Without warning, one of the maenads rushed forward, launching himself at Orpheus and clamping his jaw around his neck. A wail caught in his throat and, with a gush of blood, Orpheus was on the ground. The other smiling ones rushed onto the dogpile to tear into his sickly flesh with nothing but claws and teeth; laughing gleefully all the while. He screamed, he cried, and the bohemian looked on with joy in his eyes, but as moment passed by agonizing moment, the shadow at the edge of the grove quivering with shock and nausea, the smile began to waver, and glibness turned to anger. Even as the maenads tore into his flesh, cannibalizing what little muscle lay on his bones, Dionysus's teeth were bared and grit with rage.

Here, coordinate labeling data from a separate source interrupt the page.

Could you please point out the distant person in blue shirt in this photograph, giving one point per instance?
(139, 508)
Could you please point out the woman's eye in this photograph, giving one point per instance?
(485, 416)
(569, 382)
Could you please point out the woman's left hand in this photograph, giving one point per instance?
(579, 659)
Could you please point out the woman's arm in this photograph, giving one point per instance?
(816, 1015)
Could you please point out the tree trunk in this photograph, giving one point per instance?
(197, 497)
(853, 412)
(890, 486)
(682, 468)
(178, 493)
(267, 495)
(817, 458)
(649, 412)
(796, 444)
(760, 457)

And thus, all the figures evaporated into nothing, as if turned into oily vapor. But, this time, the grove did not wholly disappear, and the shadow remained in a forest under a dark violet sky.
With the coast cleared, she ran forward and collapsed onto the ground where Orpheus had just laid, shifting through the grass and dirt as if expecting to find him buried there.
"Where is he!? What happened!?"
The voice startled her in its matter-of-factness, HE WON. HE DIED, TRULY DIED, AND HIS PURE HEART PASSED ON UNTAINTED.
"Is that... is that what happened to me?"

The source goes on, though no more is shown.